In [1]:
import pandas as pd
import numpy as np
from sklearn.linear_model import LogisticRegression
from sklearn.metrics import roc_auc_score, average_precision_score
import torch
from chronos import ChronosPipeline

2025-04-07 20:09:11.293027: I tensorflow/core/util/port.cc:153] oneDNN custom operations are on. You may see slightly different numerical results due to floating-point round-off errors from different computation orders. To turn them off, set the environment variable `TF_ENABLE_ONEDNN_OPTS=0`.
2025-04-07 20:09:13.710006: E external/local_xla/xla/stream_executor/cuda/cuda_fft.cc:467] Unable to register cuFFT factory: Attempting to register factory for plugin cuFFT when one has already been registered
E0000 00:00:1744049354.534865   86008 cuda_dnn.cc:8579] Unable to register cuDNN factory: Attempting to register factory for plugin cuDNN when one has already been registered
E0000 00:00:1744049354.776279   86008 cuda_blas.cc:1407] Unable to register cuBLAS factory: Attempting to register factory for plugin cuBLAS when one has already been registered
W0000 00:00:1744049356.740272   86008 computation_placer.cc:177] computation placer already registered. Please check linkage and avoid linking 

In [2]:
df_a = pd.read_parquet('../../data/set-a.parquet').drop(columns=['ICUType']).sort_values(by=['RecordID','Time'])
df_b = pd.read_parquet('../../data/set-b.parquet').drop(columns=['ICUType']).sort_values(by=['RecordID','Time'])
df_c = pd.read_parquet('../../data/set-c.parquet').drop(columns=['ICUType']).sort_values(by=['RecordID','Time'])
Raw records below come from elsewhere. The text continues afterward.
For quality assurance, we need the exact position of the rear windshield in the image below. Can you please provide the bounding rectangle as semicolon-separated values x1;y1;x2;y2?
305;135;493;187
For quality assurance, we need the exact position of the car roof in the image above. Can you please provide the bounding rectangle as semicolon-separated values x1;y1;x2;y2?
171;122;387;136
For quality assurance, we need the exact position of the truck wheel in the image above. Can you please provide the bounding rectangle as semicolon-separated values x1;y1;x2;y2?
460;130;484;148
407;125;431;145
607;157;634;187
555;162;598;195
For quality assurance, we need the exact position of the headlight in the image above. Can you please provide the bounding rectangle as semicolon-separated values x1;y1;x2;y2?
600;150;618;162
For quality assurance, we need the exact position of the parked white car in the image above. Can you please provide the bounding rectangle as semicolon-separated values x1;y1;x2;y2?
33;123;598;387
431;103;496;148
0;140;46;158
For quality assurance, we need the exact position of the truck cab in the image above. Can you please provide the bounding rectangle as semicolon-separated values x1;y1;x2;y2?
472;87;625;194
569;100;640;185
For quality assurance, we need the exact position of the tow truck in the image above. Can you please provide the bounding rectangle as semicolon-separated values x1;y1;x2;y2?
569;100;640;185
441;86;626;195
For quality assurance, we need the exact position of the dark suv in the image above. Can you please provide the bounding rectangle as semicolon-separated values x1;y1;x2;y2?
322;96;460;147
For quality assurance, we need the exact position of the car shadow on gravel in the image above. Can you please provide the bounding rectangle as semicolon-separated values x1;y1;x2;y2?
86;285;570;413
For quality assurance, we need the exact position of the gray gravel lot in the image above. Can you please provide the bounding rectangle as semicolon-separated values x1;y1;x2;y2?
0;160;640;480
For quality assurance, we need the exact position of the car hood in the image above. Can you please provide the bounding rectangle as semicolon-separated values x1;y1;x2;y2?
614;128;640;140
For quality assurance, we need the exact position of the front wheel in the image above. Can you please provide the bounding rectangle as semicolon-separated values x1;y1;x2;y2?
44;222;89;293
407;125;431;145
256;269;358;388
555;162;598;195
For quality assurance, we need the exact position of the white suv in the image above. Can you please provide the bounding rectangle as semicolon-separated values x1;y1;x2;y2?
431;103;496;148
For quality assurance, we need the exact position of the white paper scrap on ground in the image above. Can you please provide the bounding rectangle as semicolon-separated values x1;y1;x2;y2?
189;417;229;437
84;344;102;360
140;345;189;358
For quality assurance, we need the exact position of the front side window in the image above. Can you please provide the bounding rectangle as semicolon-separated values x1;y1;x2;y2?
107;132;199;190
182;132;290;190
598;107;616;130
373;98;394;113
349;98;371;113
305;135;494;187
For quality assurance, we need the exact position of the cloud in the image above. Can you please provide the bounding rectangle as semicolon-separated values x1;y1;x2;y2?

df_a = df_a.drop(columns=['Time'])
df_b = df_b.drop(columns=['Time'])
df_c = df_c.drop(columns=['Time'])


outcomes_a = pd.read_csv('../../data/Outcomes-a.txt').sort_values(by=['RecordID']).set_index("RecordID")
outcomes_b = pd.read_csv('../../data/Outcomes-b.txt').sort_values(by=['RecordID']).set_index("RecordID")
outcomes_c = pd.read_csv('../../data/Outcomes-c.txt').sort_values(by=['RecordID']).set_index("RecordID")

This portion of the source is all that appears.